The “Fiscal Cliffication” of Fiscal Policy is Incredibly Dangerous — and it's Not Going Away

Over the decades fights over extending the debt ceiling — the absolute statutory cap on how many treasury securities can be outstanding at any one time — have become more and more important to our fiscal politics. Since the beginning of the 1980s we’ve seen recurring government shutdowns which have largely had immediate negative effects on government employees. This has made these confrontations more dramatic and important. Seven years ago, these showdowns took a new more important and frightening stage when congress built into their negotiations 100s of billions of dollars in spending cuts and tax increases. These would take effect if Republicans and Democrats didn’t come to a deal over the debt ceiling. This became known as “the fiscal cliff”, and tipped the scales in favor of austerity in the ultimate deal.

This precarious arrangement had benefits for both Democrats and Republicans. Republicans got to cause economic damage during a Democratic presidency, while Democrats got to put forward a narrative emphasizing their own responsibility relative to “dangerous Republicans”. One way you can see how the Obama administration saw the politics of this is in the speed at which the Obama administration dismissed options for avoiding the debt ceiling, and thus the fiscal cliff.

Republicans essentially reused this technology when it came to the CARES act. I criticized the CARES act early on for having specific dollar amounts and arbitrary time limitations, rather than standardized criteria for indefinite mandatory funding of the most essential programs. It has become clear since then that this structure has many benefits to a Republican party ready to shed President Donald Trump, and saddle a Democratic administration with a deep depression. As David Dayen reiterated today in his excellent Coronavirus newsletter, Democrats had maximum leverage over Republicans when Corporate America was on the precipice.

The trouble is, Corporate America doesn’t need all that much to survive in the short term. Over a period of years it needs big budget deficits in recessions to ensure large aggregate profits are available. But it doesn’t need direct fiscal aid on the timescale of months, or days. The economic coordination rights concentrated in large corporations means that as long as the Federal Reserve ensures that financial markets are functioning, corporations can survive big revenue losses for sustained periods. Corporate America is not especially fragile, and can easily out wait the chaos the US state causes itself through semi-regular shutdowns.
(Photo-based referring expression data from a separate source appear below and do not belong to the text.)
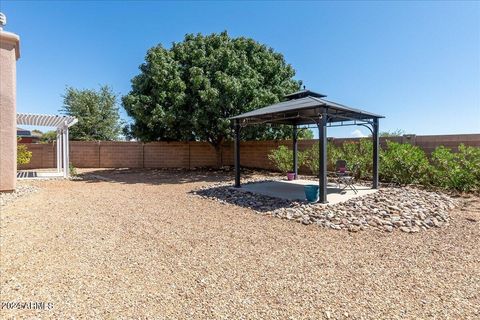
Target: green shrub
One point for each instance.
(458, 171)
(282, 158)
(404, 164)
(358, 155)
(23, 155)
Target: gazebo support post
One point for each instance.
(295, 151)
(237, 153)
(375, 152)
(67, 151)
(322, 163)
(64, 152)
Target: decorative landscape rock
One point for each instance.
(407, 209)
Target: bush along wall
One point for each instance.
(403, 164)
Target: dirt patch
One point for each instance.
(138, 244)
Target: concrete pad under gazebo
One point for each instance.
(294, 190)
(304, 108)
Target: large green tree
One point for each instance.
(189, 91)
(96, 111)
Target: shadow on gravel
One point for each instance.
(159, 176)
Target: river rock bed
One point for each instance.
(407, 209)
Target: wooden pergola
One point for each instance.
(304, 108)
(61, 125)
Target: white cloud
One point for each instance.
(358, 134)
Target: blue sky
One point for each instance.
(417, 63)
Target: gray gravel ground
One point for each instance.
(140, 245)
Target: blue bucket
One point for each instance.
(311, 192)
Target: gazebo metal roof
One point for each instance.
(45, 120)
(304, 111)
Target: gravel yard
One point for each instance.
(140, 244)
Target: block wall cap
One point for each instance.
(9, 37)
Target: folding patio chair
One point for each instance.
(344, 176)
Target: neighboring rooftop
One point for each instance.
(304, 93)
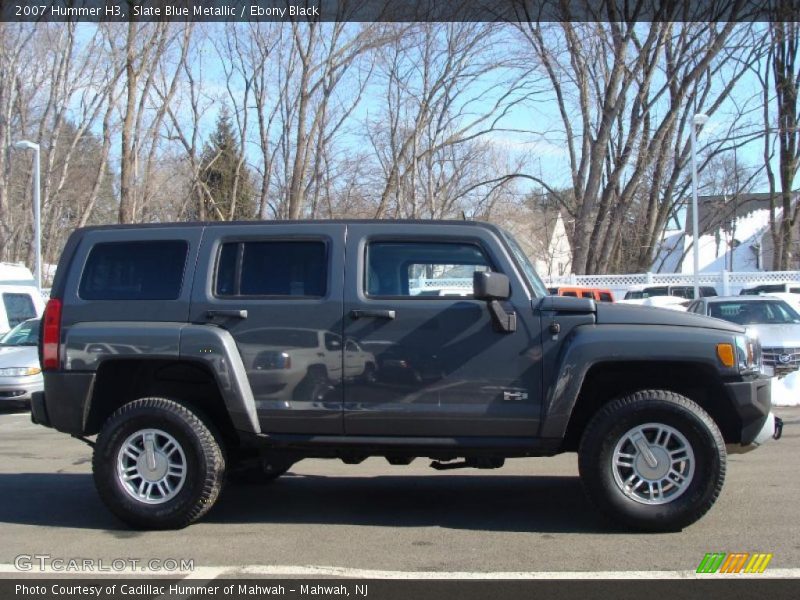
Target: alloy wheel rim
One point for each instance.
(653, 463)
(151, 466)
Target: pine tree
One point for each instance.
(222, 195)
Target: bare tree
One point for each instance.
(783, 64)
(623, 92)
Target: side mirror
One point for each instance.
(494, 287)
(490, 286)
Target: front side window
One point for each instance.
(275, 268)
(134, 271)
(19, 308)
(770, 312)
(423, 269)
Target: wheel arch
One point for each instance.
(190, 382)
(606, 381)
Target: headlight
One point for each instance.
(19, 371)
(748, 354)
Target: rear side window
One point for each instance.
(279, 268)
(134, 271)
(19, 308)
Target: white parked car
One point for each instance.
(18, 303)
(20, 373)
(772, 320)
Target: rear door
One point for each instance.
(441, 368)
(278, 290)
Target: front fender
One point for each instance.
(88, 345)
(589, 345)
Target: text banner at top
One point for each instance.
(400, 10)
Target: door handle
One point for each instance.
(373, 314)
(223, 314)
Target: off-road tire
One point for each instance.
(620, 416)
(205, 463)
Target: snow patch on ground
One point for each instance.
(786, 391)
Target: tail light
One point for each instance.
(51, 335)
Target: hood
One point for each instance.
(19, 356)
(631, 314)
(786, 336)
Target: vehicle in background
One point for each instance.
(635, 293)
(597, 294)
(773, 321)
(670, 302)
(644, 296)
(18, 303)
(792, 287)
(20, 373)
(680, 291)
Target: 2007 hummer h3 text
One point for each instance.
(196, 349)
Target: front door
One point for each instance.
(280, 297)
(440, 367)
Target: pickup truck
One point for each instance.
(197, 350)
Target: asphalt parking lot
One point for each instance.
(530, 516)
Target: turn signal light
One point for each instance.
(726, 355)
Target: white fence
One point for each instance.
(726, 282)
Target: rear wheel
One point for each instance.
(653, 460)
(158, 465)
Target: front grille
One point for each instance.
(782, 359)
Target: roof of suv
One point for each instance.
(425, 222)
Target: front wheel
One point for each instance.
(158, 465)
(653, 460)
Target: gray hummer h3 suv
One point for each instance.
(192, 350)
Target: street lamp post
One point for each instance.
(697, 120)
(37, 206)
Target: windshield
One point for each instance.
(767, 312)
(24, 334)
(530, 273)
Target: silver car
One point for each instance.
(772, 320)
(20, 373)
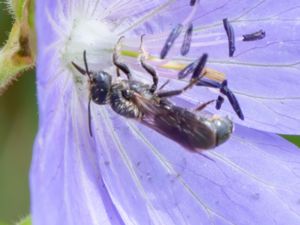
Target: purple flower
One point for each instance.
(130, 174)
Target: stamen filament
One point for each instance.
(175, 65)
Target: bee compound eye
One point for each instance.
(126, 94)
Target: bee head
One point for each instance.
(100, 84)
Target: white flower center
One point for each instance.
(96, 38)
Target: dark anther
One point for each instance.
(197, 74)
(232, 99)
(254, 36)
(192, 2)
(225, 91)
(188, 69)
(230, 35)
(186, 44)
(170, 40)
(219, 102)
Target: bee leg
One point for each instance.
(203, 105)
(164, 84)
(80, 70)
(148, 68)
(165, 94)
(120, 66)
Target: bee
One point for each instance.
(142, 102)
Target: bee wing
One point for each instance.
(176, 123)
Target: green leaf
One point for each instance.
(18, 54)
(25, 221)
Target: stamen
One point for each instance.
(192, 2)
(225, 91)
(232, 99)
(186, 44)
(188, 69)
(170, 40)
(197, 74)
(254, 36)
(230, 35)
(219, 102)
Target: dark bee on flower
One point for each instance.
(136, 100)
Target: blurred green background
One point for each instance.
(18, 125)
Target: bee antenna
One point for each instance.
(86, 65)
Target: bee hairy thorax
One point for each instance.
(123, 105)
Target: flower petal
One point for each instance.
(263, 73)
(134, 171)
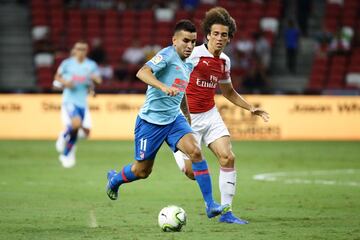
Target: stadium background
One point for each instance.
(314, 197)
(37, 35)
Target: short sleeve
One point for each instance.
(62, 68)
(158, 62)
(226, 77)
(95, 69)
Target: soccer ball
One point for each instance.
(172, 218)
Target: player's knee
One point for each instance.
(195, 153)
(227, 160)
(76, 125)
(143, 173)
(190, 174)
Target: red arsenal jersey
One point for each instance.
(208, 72)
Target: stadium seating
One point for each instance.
(118, 29)
(332, 71)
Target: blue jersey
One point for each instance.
(72, 70)
(168, 68)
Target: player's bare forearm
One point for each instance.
(66, 84)
(145, 74)
(96, 79)
(229, 93)
(185, 109)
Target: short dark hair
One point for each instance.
(185, 25)
(218, 15)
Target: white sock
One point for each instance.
(227, 185)
(180, 158)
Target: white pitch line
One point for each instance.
(293, 177)
(93, 223)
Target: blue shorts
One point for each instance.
(149, 137)
(74, 111)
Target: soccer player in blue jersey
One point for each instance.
(76, 75)
(160, 120)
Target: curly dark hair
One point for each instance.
(218, 15)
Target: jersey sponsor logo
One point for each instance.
(180, 84)
(205, 84)
(156, 59)
(143, 144)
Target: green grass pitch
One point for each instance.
(41, 200)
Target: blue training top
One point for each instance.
(168, 68)
(72, 70)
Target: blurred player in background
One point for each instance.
(76, 75)
(212, 67)
(160, 118)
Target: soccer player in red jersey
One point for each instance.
(212, 68)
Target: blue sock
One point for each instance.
(69, 145)
(203, 178)
(124, 176)
(68, 131)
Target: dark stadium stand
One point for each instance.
(118, 29)
(330, 71)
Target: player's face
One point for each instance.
(184, 42)
(218, 37)
(80, 50)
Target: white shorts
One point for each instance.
(208, 126)
(66, 120)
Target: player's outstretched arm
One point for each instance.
(229, 93)
(185, 109)
(145, 74)
(66, 84)
(96, 79)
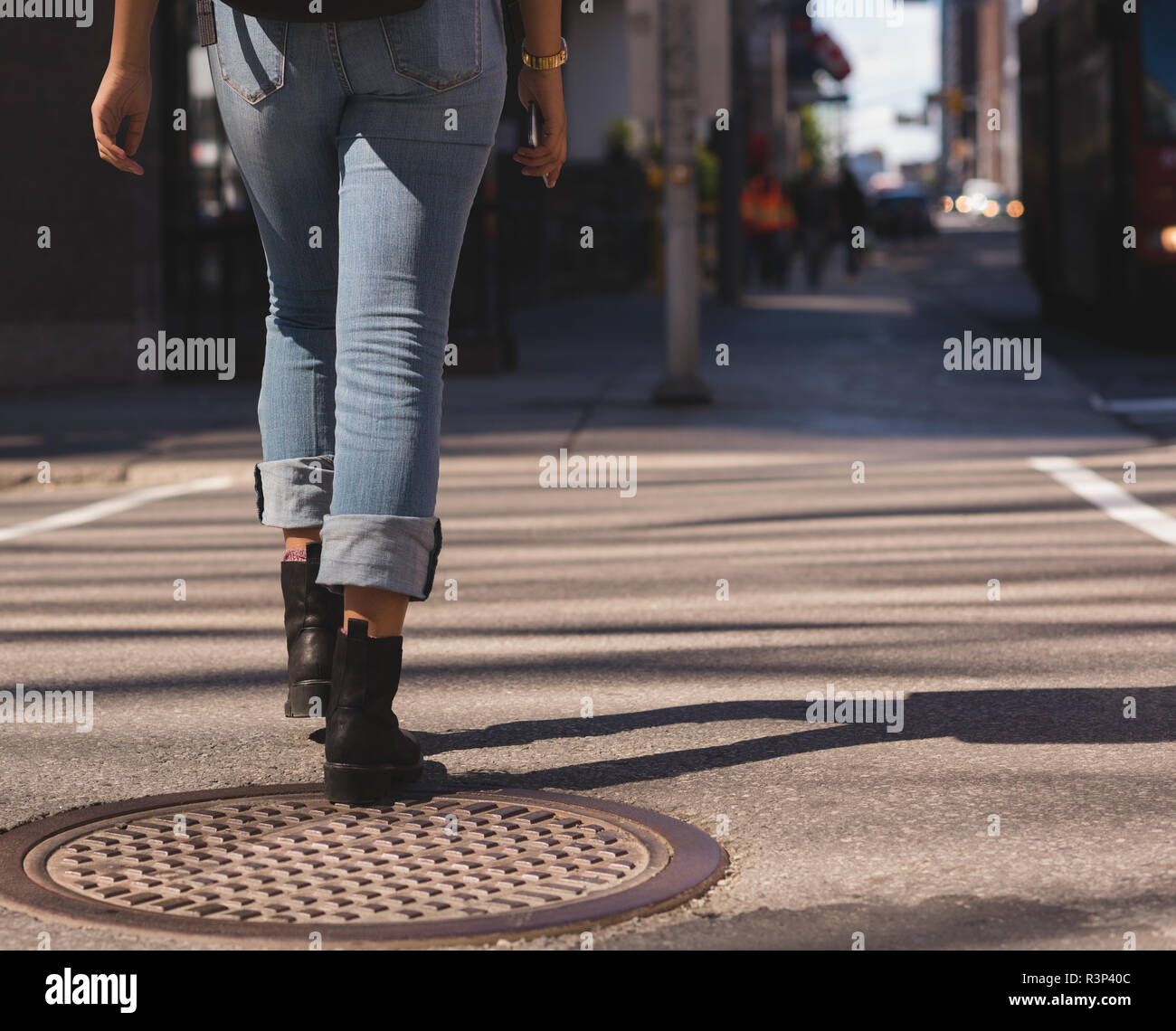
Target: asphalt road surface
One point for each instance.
(1027, 799)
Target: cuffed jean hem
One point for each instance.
(294, 493)
(389, 553)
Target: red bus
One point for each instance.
(1098, 154)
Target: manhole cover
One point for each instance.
(281, 862)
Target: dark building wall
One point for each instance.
(73, 312)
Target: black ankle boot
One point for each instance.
(367, 752)
(313, 618)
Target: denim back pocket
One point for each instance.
(251, 52)
(439, 45)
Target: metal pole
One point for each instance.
(678, 71)
(733, 171)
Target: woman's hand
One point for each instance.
(125, 92)
(545, 90)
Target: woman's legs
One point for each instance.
(411, 157)
(361, 270)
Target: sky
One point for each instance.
(894, 69)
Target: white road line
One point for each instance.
(1133, 406)
(100, 509)
(1109, 497)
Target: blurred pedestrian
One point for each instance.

None of this means that stabilizing financial markets wasn’t important, it just means that the Democrats failed to use their moment of maximum leverage to secure ongoing fiscal support to state and local governments on the frontlines of fighting Coronavirus. It also time-limited the dysfunctional rollout of direct cash payments to households (both direct checks and expanded unemployment insurance). The best way to avoid this would have been an automatic trigger tied to the unemployment rate (as I discussed in detail here), but until recently Pelosi opposed this because of the “bad” Congressional Budget Office score it would have received. (I’ll be writing about the recent controversy over automatic triggers later this week). Now expanded unemployment benefits have expired without another deal in sight, and weeks of IT issues to contend with even if they do get to a deal. In other words, we’ve passed the CARES Act’s “Fiscal Cliff”.
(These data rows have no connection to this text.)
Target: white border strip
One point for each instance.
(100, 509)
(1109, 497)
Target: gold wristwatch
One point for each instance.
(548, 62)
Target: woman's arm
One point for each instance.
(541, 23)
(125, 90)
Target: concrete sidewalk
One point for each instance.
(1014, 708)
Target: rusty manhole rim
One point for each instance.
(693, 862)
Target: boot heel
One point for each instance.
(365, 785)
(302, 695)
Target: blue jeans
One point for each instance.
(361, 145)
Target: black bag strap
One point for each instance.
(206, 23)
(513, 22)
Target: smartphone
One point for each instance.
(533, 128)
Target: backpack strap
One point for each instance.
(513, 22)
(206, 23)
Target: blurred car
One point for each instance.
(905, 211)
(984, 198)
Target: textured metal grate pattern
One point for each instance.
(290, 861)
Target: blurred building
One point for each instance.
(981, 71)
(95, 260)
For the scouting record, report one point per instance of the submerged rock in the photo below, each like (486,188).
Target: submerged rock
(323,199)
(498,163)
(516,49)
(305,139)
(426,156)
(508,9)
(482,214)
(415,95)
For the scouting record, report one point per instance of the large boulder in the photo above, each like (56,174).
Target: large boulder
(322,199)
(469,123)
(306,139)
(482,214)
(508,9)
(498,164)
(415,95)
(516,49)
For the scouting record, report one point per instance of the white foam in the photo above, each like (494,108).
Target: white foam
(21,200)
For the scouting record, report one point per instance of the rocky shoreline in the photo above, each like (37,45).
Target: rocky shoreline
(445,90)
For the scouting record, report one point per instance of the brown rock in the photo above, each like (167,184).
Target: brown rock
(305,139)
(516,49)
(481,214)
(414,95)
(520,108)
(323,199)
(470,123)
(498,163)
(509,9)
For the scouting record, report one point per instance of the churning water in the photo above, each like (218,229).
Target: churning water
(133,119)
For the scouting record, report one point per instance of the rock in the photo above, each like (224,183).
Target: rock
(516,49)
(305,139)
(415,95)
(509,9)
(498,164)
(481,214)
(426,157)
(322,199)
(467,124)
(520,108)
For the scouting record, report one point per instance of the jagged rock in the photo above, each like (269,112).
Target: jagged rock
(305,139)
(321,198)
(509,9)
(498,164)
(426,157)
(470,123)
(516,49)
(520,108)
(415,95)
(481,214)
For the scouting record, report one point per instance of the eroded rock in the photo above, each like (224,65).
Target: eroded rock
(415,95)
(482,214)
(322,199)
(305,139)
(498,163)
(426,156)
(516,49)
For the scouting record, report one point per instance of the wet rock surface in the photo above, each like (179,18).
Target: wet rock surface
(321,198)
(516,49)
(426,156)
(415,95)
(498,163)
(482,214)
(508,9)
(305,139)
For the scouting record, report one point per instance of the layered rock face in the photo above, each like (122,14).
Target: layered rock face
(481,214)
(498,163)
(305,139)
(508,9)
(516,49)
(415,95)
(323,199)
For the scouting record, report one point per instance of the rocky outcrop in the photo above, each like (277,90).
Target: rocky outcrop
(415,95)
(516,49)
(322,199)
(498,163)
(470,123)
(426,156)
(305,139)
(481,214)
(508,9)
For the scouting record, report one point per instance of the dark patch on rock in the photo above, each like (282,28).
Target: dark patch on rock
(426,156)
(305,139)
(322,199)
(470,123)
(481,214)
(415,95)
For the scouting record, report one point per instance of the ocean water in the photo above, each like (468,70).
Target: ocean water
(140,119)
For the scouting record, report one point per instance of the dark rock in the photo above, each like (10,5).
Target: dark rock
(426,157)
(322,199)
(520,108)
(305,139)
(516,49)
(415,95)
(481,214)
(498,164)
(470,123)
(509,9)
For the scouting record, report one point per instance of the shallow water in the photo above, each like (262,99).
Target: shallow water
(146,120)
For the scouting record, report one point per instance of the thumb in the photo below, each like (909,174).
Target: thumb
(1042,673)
While this is disastrous for the country at large, the political incentives each party faces are going to lead to intensifying fiscal cliffs for the foreseeable future. Congressional Republican incumbents benefit from instability among lower and middle income households. Voting is deeply tied to residency and housing, which is obviously disrupted by mass evictions. Meanwhile, Democrats can correctly point to Republican obstructionism to drive turnout from their preferred voters — affluent suburbanites.
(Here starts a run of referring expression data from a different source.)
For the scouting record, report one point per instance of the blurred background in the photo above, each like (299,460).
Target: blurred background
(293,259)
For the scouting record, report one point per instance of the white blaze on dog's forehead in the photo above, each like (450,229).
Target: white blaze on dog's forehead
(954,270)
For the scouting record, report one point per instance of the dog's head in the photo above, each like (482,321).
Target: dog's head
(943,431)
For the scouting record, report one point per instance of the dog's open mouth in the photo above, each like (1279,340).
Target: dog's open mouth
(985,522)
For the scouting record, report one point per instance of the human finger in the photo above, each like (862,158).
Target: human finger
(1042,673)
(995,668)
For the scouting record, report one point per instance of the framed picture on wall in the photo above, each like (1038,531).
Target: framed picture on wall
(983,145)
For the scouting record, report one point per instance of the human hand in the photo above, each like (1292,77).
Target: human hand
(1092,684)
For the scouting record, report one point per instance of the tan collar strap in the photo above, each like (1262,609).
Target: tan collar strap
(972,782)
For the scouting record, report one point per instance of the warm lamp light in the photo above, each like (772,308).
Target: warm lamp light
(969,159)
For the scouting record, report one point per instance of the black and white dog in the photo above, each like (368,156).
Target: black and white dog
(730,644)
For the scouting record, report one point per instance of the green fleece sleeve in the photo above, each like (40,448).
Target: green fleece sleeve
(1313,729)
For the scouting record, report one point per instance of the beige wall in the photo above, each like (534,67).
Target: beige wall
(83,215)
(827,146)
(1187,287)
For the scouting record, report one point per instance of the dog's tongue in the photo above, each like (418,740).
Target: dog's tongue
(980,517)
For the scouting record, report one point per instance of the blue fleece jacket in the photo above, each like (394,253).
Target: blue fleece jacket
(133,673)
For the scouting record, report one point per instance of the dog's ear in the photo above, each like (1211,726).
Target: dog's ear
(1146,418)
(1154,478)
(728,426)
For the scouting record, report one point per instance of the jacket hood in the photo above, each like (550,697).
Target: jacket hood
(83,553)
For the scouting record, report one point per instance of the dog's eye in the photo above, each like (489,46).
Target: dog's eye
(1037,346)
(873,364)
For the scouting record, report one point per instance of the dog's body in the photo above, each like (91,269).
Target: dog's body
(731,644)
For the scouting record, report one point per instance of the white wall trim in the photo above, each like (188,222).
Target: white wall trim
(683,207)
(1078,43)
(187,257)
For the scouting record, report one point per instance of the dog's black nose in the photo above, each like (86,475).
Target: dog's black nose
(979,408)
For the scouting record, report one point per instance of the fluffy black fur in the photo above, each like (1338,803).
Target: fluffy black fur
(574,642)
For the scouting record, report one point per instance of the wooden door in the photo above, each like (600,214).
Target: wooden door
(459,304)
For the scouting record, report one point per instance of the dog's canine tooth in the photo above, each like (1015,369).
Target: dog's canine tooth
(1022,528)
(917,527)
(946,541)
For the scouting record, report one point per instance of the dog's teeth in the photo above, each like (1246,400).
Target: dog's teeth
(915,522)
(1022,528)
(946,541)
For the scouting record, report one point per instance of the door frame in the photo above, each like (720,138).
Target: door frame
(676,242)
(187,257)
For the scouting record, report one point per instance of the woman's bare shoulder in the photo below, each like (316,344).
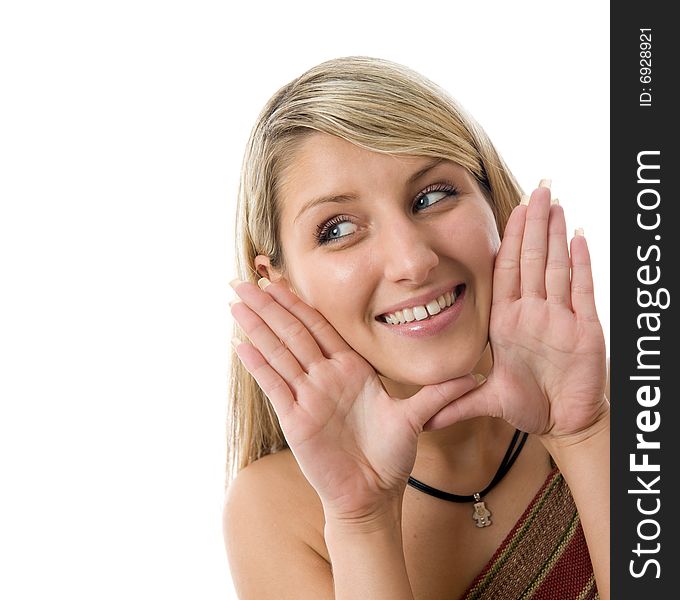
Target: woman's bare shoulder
(272,520)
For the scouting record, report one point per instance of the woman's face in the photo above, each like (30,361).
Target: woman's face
(368,235)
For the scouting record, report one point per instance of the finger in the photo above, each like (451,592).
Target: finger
(558,264)
(506,275)
(582,292)
(281,326)
(479,402)
(266,342)
(325,335)
(433,398)
(535,244)
(267,378)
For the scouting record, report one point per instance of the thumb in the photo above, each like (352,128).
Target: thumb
(478,402)
(431,399)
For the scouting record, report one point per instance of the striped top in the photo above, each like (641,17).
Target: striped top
(544,557)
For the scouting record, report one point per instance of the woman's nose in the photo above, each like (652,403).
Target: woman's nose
(407,252)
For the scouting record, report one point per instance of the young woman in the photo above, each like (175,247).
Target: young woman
(419,406)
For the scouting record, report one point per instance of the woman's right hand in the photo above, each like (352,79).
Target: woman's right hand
(355,443)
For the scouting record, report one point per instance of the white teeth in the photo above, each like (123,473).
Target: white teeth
(433,307)
(420,312)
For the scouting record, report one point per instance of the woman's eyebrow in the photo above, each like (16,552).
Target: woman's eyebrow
(344,198)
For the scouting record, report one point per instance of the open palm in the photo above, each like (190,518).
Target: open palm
(549,364)
(354,443)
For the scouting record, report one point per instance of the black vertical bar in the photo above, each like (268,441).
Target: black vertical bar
(644,264)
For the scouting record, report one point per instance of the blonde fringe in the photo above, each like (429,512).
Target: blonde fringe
(378,105)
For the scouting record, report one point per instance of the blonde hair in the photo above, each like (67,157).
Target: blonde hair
(373,103)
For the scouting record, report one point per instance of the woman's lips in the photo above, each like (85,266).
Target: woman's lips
(434,323)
I normally don’t wade into partisan politics like this, but it is important to get a handle on these dynamics to understand the future of economic policy for the next few years. It was easy to get lulled into a false sense of security by the bipartisanship in the CARES Act — but that was a rare exception. The stars aligned to give both parties an unusual incentive to accomplish an overarching deal quickly. That is now over.

Without major and extreme change to our politics, we’re much more likely to see half-hearted and inadequate short-term extensions to the most minimal support to households and businesses, for as long as legislation requires inter-party cooperation. All of this continues while the virus rages on. In other words, we’re going to be facing a deepening depression and economic crisis from now on.